Intervention de Gérard Berry

Réunion du jeudi 6 décembre 2018 à 10h00
Office parlementaire d'évaluation des choix scientifiques et technologiques

Gérard Berry, informaticien, professeur au Collège de France, membre de l'Académie des sciences et de l'Académie des technologies :

– Lorsque j'étais au Haut Conseil de l'évaluation de la recherche et de l'enseignement supérieur (Hcéres), je me suis insurgé contre le choix franchement malhonnête du titre d'un rapport, La Production scientifique en France, qui ne concernait que la publication scientifique en France. La production et la publication scientifiques ne sont plus reliées par une fonction simple aujourd'hui. Ce titre était mal choisi et traduisait mal la réalité.
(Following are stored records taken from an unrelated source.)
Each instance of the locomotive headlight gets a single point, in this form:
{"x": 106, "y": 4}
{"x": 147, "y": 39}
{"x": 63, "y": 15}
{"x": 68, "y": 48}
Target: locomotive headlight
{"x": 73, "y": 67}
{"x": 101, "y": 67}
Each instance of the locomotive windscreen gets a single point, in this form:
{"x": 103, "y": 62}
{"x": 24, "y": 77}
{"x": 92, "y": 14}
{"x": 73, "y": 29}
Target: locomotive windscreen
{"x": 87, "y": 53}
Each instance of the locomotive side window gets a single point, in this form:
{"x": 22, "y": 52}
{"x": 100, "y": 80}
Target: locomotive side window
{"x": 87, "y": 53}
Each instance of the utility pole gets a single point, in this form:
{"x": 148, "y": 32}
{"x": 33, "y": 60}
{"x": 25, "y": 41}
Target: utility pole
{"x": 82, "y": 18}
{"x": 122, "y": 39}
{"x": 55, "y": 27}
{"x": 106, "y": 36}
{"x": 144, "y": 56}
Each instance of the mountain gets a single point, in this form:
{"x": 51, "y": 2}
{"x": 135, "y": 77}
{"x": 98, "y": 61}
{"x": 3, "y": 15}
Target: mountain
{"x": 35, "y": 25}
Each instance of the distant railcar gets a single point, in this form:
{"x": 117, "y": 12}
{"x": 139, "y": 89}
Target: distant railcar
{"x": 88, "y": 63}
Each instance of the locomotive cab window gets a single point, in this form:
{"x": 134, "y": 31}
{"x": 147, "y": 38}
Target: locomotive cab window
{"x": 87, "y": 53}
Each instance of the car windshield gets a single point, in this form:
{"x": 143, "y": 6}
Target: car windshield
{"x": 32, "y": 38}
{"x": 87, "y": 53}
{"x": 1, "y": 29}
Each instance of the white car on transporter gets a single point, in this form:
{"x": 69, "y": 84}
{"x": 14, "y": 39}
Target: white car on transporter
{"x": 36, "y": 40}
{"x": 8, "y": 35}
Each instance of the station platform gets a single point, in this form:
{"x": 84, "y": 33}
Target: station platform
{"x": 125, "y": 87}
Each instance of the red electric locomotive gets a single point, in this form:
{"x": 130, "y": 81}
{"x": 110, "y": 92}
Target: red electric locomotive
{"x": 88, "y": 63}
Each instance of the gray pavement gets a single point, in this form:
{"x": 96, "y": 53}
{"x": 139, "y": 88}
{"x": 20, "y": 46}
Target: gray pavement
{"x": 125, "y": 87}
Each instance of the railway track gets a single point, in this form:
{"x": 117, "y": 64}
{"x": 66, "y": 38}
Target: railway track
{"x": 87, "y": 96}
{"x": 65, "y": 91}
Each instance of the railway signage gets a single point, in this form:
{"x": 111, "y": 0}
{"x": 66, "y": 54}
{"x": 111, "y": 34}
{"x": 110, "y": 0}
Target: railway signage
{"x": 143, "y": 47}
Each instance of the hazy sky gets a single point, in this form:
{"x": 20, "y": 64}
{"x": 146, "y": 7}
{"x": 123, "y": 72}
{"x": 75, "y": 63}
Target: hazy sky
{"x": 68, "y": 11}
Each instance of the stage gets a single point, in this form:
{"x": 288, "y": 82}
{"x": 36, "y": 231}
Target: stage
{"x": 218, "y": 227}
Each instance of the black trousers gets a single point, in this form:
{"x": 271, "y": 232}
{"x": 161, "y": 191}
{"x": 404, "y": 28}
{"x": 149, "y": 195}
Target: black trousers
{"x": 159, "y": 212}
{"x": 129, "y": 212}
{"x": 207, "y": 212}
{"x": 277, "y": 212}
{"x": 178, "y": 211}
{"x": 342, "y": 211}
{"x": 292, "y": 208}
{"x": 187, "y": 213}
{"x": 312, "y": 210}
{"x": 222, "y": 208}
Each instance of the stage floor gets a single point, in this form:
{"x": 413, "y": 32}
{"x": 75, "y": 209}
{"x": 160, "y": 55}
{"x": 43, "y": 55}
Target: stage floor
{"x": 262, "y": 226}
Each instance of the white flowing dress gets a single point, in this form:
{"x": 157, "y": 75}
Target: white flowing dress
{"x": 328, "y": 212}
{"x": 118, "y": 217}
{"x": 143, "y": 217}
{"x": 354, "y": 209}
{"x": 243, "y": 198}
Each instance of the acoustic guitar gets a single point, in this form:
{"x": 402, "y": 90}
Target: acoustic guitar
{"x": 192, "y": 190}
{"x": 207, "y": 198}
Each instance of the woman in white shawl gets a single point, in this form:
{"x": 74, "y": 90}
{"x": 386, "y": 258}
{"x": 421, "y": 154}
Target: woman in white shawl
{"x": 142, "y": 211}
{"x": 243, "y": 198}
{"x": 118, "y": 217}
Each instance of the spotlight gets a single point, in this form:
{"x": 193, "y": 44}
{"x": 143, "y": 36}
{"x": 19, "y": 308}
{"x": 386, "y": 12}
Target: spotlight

Par ailleurs, je signale une initiative intéressante du ministère de la recherche sur Parcoursup – je suis vice-président du comité scientifique et d'éthique de ce programme. Il s'agit de faire une preuve mathématique des programmes qui implémentent les algorithmes. Les gens confondent généralement les algorithmes, qui sont des objets conceptuels de nature mathématique, et les programmes, qui sont des objets plus techniques, qui les traduisent en instructions à exécuter par des ordinateurs. Le ministère de la recherche a lancé ce projet, qui est une première mondiale. Il faudra le mettre en avant quand cela aboutira.

Sur la communication scientifique, la France accuse un retard important par rapport au Royaume-Uni : autant on a de bonnes émissions de radio, sur France Culture, France Inter, où les scientifiques peuvent vraiment s'exprimer, autant aucune émission n'est proposée à la télévision. C'est un vrai problème, car il y a des gens qui ne regardent que la télévision. La BBC est bien meilleure dans ce domaine. Il est dommage d'avoir des émissions radios de bonne qualité, mais pas de bonnes propositions scientifiques sur les chaînes de télévision.

En ce qui concerne la sécurité informatique, les attaques deviennent de plus en plus fortes et redoutables. Des légendes circulent – par exemple qu'il n'y aurait pas de virus, donc pas de problème de sécurité pour ce qui concerne les ordinateurs Apple, ce qui est faux. Il règne des fantasmes, et les particuliers comme les instituts sont vulnérables. Sans doute des rapports ont-ils été publiés sur le sujet, mais ils ne sont pas à la hauteur de ce sujet dangereux.

Ainsi, sur l'internet des objets, la sécurité est très insuffisante. On assiste à des prises de contrôle massives d'objets connectés – caméras de surveillance, machines à laver, voitures. Les fabricants n'ont aucune compétence en matière de sécurité informatique. Le nom d'utilisateur et le mot de passe par défaut sont toujours « admin », et personne ne les change. L'ignorance règne, et c'est dangereux. Ainsi, le réseau ukrainien d'électricité a sauté à cause d'une attaque sophistiquée venue d'on ne sait où.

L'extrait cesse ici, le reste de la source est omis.